Guidelines for Instructors/Grading Assistants
Following are the guidelines your instructors will use in grading your project:
• Every student should receive a timely personal critique and score in response to his or her project report. Grading assistants will contact students via course mail within 7-10 days of the project due date to inform students who fail to submit their projects to the project drop box that they will receive a “0” until the project is submitted and will deduct the appropriate timeliness points upon submission.
• We will check project reports for originality using Turnitin.com. Project reports that include passages drawn from other sources but which are improperly paraphrased and/or cited and referenced will have points deducted accordingly.
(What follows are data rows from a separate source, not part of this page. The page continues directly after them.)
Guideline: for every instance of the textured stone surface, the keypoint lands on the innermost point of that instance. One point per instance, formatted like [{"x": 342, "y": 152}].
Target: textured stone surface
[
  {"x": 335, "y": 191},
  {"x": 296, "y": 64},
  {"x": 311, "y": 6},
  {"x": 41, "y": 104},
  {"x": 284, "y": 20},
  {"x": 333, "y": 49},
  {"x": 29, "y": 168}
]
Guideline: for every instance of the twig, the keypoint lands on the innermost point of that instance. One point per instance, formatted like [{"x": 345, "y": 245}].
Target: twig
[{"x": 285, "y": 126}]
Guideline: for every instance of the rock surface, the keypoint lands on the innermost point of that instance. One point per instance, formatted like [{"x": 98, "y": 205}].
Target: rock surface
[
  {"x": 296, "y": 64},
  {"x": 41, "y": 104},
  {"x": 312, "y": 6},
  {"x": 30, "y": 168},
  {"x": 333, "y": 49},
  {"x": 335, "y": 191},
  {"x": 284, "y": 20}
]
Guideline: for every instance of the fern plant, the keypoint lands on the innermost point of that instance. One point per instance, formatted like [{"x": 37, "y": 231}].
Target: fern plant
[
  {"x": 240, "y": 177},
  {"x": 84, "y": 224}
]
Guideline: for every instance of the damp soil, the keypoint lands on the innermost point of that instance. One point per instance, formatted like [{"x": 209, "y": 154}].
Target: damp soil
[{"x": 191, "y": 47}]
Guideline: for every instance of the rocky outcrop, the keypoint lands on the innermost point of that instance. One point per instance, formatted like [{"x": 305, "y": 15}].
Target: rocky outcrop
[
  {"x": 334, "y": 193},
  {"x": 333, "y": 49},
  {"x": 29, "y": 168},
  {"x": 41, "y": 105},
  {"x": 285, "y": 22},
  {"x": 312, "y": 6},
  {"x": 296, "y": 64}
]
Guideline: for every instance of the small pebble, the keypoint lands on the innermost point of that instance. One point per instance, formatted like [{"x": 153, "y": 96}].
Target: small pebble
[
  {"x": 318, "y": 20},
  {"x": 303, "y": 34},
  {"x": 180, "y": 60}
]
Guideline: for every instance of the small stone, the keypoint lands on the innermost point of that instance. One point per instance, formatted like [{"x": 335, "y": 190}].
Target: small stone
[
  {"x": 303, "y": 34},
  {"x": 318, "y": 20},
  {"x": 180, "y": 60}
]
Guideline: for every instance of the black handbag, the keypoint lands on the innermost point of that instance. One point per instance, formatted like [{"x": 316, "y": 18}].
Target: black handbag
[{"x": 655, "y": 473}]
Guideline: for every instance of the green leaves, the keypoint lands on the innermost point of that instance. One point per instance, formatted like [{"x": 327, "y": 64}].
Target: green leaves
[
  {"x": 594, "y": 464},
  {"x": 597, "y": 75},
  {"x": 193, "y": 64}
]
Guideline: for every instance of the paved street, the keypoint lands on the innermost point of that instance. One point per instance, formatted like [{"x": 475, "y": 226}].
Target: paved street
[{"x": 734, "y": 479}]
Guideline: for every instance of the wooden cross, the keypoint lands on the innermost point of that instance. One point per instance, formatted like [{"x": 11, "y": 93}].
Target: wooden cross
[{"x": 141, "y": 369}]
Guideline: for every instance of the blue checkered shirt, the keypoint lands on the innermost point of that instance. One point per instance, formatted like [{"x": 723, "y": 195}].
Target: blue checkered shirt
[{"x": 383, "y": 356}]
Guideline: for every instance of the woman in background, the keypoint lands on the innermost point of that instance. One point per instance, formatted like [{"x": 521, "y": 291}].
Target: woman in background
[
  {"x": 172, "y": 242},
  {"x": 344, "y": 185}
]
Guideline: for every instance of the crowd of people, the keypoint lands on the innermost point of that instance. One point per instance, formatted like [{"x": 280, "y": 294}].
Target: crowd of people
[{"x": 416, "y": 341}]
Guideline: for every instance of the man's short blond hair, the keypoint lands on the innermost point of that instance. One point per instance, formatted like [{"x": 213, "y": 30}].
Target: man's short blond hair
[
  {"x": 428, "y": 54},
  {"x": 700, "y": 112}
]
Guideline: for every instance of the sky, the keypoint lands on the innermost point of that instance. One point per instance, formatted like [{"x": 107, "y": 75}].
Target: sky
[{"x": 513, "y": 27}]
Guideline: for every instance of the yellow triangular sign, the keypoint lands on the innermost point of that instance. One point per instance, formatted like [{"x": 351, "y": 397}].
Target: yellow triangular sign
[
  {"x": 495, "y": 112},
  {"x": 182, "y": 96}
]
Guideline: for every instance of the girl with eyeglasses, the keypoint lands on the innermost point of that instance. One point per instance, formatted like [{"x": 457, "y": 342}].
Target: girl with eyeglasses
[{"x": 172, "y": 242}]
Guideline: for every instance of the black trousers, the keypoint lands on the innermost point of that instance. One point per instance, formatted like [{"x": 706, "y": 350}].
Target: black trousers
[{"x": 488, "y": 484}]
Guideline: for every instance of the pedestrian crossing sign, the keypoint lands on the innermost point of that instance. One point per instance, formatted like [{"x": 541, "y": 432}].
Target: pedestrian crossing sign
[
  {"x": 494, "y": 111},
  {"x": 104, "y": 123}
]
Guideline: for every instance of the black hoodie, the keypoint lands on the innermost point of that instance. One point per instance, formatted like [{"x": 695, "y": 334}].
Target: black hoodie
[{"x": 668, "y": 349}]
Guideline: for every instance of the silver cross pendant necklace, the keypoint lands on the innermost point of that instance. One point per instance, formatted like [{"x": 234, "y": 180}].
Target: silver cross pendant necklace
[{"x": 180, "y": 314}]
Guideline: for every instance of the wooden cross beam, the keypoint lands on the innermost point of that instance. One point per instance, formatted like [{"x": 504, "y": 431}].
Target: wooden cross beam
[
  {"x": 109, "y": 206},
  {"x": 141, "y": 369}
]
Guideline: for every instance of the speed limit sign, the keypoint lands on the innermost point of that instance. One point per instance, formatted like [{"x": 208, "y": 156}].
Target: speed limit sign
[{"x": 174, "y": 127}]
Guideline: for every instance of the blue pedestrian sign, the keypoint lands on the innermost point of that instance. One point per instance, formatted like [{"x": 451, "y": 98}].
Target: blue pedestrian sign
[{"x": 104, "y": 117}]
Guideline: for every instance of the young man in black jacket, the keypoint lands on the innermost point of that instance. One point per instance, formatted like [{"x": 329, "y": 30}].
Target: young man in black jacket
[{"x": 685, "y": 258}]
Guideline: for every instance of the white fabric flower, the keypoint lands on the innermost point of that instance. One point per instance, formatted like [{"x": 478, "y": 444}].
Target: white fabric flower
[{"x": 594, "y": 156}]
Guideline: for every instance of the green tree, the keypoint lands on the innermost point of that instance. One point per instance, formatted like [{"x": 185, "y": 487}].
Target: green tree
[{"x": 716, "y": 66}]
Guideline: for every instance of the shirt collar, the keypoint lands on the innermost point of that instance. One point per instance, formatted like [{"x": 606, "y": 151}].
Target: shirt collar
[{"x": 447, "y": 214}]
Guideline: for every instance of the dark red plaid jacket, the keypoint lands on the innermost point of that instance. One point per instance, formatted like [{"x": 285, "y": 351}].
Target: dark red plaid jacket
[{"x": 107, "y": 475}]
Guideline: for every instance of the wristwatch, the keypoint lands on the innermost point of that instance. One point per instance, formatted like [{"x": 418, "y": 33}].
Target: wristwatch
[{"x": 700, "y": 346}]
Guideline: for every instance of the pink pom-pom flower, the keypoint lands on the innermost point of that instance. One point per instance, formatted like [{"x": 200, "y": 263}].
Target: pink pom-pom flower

Project reports that appear to be plagiarized will be forwarded to the course instructor for review and possible disciplinary action.
• Project critiques will include acknowledgement of successful features of each report, in addition to itemized list of shortcomings.
• Students who earn less than 90% of possible points are encouraged to revise and resubmit project reports within one week of date of the original evaluation email for a maximum grade of 90% (Project 1 ONLY).
Your project must be submitted to the Project 1 Dropbox by 11:55 p.m. on September 19, 2015. Those submitted on time will receive 5 “timeliness points” plus an opportunity to resubmit for extra point based on feedback if your total score is less than 90 of the 100 possible points.
Resubmitted projects can receive additional points up to a maximum of 90 points, or 90% – thus a project with an original score of 80 can receive a maximum of 10 more points based on improvements in the resubmitted version.
If you miss the deadline, there are two subsequent deadlines for less than full credit. In either case, you forfeit the opportunity to improve your project based on feedback and resubmit.
• up until 11:55 p.m. on September 29, 2015: you will lose the 7 “timeliness” points, thus the maximum possible scale is 95 points, or 95% (if you obtain all possible points, including above and beyond points)
• up until midnight on October 6, 2015: you will lose the 7 timeliness points + have an additional “very late” penalty of -10 points subtracted from your score (thus the maximum possible if you miss both previous deadlines is 85 points, or 85% (and achieving that score with a very late project would require that you obtain all possible points, including above and beyond points).